RuntimeError: CUDA error: CUBLAS_STATUS_ALLOC_FAILED when calling `cublasCreate(handle)` while running fine on the CPU

davidsriker · January 13, 2021, 4:12pm

I have a model for classification that works on CPU, but when I try to run the model on GPU using DataParallel I get the following error:

Traceback (most recent call last):
  File "Main.py", line 58, in <module>
    trainer.train(dl_train=train_loader, dl_validation=validation_loader)
  File "/home/dsi/davidsr/AttentionProj/Trainers.py", line 56, in train
    loss.backward()
  File "/home/dsi/davidsr/.local/lib/python3.6/site-packages/torch/tensor.py", line 221, in backward
    torch.autograd.backward(self, gradient, retain_graph, create_graph)
  File "/home/dsi/davidsr/.local/lib/python3.6/site-packages/torch/autograd/__init__.py", line 132, in backward
    allow_unreachable=True)  # allow_unreachable flag
RuntimeError: CUDA error: CUBLAS_STATUS_ALLOC_FAILED when calling `cublasCreate(handle)`

I checked that the dimensions of the prediction and the ground truth are the same but I can’t seem to find why it raises this error.

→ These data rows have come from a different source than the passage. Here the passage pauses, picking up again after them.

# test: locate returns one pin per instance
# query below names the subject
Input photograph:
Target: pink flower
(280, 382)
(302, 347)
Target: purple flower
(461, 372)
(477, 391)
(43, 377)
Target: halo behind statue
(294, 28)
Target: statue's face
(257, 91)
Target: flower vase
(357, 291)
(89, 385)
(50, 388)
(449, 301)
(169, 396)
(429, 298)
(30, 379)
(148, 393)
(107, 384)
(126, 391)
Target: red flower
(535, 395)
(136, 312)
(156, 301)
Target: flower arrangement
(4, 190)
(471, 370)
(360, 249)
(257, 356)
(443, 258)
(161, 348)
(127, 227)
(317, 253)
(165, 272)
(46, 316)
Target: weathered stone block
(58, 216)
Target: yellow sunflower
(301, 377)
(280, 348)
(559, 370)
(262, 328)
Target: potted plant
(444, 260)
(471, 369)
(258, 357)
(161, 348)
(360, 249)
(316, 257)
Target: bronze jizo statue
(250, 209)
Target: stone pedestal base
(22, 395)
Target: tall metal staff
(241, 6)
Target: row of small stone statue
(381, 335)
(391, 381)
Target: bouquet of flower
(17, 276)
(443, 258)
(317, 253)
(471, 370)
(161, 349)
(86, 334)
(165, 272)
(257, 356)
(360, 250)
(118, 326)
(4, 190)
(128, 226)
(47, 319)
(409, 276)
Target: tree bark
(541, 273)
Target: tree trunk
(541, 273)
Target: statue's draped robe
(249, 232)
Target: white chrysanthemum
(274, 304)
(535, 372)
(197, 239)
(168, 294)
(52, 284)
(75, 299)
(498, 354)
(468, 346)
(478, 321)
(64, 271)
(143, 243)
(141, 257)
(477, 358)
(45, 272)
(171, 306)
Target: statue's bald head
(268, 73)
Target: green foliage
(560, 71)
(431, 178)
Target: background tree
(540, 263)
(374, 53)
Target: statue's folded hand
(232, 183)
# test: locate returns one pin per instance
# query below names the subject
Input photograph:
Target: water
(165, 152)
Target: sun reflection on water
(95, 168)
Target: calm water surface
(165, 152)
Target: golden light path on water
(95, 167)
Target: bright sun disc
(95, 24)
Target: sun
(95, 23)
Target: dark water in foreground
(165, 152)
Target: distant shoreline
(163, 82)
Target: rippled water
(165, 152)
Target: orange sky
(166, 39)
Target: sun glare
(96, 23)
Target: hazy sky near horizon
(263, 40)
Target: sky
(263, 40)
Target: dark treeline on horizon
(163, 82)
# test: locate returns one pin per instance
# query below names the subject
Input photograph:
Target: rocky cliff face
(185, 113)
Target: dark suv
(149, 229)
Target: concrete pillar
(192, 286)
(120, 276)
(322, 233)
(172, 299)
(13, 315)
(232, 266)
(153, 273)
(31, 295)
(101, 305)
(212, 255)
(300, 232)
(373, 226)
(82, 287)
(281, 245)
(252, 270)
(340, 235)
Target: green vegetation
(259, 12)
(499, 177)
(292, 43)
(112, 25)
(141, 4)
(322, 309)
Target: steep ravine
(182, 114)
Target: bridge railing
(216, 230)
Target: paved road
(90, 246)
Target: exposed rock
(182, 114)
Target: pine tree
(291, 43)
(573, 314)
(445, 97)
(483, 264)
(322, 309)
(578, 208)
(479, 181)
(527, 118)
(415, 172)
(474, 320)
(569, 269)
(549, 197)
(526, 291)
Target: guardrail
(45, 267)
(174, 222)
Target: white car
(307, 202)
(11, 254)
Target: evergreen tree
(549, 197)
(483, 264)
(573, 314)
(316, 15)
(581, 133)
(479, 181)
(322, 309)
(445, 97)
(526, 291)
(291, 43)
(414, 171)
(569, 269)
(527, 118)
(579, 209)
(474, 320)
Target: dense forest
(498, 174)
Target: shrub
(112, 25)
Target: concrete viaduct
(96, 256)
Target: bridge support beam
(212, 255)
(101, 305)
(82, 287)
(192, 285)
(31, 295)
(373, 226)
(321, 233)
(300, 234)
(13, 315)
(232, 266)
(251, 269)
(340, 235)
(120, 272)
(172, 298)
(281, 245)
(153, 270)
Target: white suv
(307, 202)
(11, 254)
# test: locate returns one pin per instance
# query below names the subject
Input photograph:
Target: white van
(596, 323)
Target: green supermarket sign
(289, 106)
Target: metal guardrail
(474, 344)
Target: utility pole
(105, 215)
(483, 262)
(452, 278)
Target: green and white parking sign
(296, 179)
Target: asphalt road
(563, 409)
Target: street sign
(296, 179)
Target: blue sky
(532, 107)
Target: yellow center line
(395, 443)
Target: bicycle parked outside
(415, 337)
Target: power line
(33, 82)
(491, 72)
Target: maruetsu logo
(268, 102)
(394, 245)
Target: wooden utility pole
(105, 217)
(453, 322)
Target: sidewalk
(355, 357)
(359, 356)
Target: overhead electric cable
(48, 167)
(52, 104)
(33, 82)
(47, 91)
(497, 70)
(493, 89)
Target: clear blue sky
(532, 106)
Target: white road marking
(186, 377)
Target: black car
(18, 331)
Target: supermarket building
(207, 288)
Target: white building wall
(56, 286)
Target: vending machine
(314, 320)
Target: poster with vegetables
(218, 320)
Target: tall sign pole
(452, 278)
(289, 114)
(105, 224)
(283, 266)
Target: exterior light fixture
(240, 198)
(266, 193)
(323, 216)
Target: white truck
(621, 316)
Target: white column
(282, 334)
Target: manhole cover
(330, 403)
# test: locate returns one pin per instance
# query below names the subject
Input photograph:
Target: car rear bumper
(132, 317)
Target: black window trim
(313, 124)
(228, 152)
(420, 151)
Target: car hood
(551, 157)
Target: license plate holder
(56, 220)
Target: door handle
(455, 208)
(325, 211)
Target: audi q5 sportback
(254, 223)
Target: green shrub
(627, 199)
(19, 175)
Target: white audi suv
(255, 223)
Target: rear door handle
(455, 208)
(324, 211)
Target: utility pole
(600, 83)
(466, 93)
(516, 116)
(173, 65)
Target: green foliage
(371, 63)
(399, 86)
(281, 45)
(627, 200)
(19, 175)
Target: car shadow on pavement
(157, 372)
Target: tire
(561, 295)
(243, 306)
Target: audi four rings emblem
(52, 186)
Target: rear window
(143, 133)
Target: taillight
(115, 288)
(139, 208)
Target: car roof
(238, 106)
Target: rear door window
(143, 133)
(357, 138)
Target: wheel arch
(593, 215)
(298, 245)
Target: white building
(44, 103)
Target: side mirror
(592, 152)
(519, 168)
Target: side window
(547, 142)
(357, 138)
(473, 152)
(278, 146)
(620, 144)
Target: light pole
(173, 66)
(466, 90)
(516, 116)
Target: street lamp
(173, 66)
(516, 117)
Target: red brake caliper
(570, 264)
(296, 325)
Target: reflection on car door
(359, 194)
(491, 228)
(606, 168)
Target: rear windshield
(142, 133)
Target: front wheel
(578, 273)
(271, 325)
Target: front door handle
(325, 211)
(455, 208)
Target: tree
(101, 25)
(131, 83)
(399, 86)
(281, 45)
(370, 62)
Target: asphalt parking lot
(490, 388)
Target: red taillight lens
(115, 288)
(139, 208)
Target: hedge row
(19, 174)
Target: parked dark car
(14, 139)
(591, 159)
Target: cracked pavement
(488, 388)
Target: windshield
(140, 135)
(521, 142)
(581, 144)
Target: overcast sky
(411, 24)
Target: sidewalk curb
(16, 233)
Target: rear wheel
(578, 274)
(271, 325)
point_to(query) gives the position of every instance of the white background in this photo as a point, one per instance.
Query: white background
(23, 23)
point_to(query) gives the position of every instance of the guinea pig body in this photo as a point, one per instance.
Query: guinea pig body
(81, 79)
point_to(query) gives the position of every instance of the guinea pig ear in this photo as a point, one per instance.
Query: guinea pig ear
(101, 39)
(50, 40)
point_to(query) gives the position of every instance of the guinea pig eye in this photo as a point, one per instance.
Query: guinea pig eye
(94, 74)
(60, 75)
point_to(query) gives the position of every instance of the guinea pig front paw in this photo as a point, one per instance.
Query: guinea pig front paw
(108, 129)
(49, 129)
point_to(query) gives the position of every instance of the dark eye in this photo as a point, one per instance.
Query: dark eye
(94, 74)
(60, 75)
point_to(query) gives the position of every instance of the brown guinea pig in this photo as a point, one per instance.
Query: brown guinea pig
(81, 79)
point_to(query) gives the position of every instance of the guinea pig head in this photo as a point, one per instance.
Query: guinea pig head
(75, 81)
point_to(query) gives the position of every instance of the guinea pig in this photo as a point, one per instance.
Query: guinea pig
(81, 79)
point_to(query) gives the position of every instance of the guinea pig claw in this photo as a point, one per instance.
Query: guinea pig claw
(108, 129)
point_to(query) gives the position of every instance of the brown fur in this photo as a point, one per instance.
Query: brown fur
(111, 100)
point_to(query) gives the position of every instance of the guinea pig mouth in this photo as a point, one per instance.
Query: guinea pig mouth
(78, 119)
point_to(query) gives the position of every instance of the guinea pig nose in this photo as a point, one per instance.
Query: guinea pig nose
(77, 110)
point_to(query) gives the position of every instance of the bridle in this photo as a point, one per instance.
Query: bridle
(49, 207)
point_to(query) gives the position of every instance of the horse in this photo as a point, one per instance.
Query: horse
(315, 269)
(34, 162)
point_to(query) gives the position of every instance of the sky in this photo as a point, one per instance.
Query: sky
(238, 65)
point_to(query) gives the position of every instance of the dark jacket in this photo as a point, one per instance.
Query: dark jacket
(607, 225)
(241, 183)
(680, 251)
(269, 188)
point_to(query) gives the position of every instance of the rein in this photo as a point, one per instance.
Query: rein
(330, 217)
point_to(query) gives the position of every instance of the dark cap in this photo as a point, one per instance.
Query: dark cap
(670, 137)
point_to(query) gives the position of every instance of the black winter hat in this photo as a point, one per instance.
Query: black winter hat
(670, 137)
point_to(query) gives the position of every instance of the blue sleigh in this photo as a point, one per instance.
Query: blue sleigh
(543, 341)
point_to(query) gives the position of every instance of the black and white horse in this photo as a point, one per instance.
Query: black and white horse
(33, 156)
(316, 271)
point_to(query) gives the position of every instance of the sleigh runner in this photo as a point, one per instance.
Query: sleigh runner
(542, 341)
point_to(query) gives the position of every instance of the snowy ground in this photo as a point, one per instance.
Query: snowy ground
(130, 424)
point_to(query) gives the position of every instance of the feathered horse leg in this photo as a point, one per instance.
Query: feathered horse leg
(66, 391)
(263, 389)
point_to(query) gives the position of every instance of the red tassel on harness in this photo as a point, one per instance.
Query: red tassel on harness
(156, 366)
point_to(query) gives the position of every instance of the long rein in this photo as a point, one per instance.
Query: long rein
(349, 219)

I run my code with CUDA_LAUNCH_BLOCKING=1 and got:

davidsr@dgx02:~/AttentionProj$ CUDA_LAUNCH_BLOCKING=1, CUDA_VISIBLE_DEVICES=3 python3 Main.py --n_epochs 2 --lr 0.0001 --new_split 0 --mode train --par 0
Traceback (most recent call last):
  File "Main.py", line 58, in <module>
    trainer.train(dl_train=train_loader, dl_validation=validation_loader)
  File "/home/dsi/davidsr/AttentionProj/Trainers.py", line 55, in train
    loss = self.w_bce(y_hat, t)
  File "/home/dsi/davidsr/.local/lib/python3.6/site-packages/torch/nn/modules/module.py", line 727, in _call_impl
    result = self.forward(*input, **kwargs)
  File "/home/dsi/davidsr/AttentionProj/Losses.py", line 27, in forward
    pos = torch.matmul(torch.matmul(t, self.pos_w), torch.log(y_hat + self.eps))
RuntimeError: CUDA error: CUBLAS_STATUS_EXECUTION_FAILED when calling `cublasSgemv(handle, op, m, n, &alpha, a, lda, x, incx, &beta, y, incy)`

It appears my error is in the loss function so I added the implementation of it:

class WeightedBCE(nn.Module):
    def __init__(self, pos_w, neg_w):
        super(WeightedBCE, self).__init__()
        self.pos_w = torch.tensor(pos_w, dtype=torch.float, requires_grad=False)
        self.neg_w = torch.tensor(neg_w, dtype=torch.float, requires_grad=False)
        self.eps = 1e-10
        return

    def forward(self, y_hat, t):
        pos = torch.matmul(torch.matmul(t, self.pos_w), torch.log(y_hat + self.eps))
        neg = torch.matmul(torch.matmul(1 - t, self.pos_w), torch.log(1 - y_hat + self.eps))
        return torch.mean(pos + neg)

albanD · January 13, 2021, 5:08pm

Hi,
Thanks for the report.
Could you give some details about:

Which GPU, cuda version and pytorch version you’re using?
What are the y_hat and t Tensor you give as input. In particular could you share for both t.size(), t.stride() and t.storage_offset()?

cc @ptrblck do you know what could be causing this?

ptrblck · January 14, 2021, 4:07am

It could be an OOM issue triggering the cublas error, but it might also be an internal cublas issue, so the setup information would be helpful to reproduce this issue on our side.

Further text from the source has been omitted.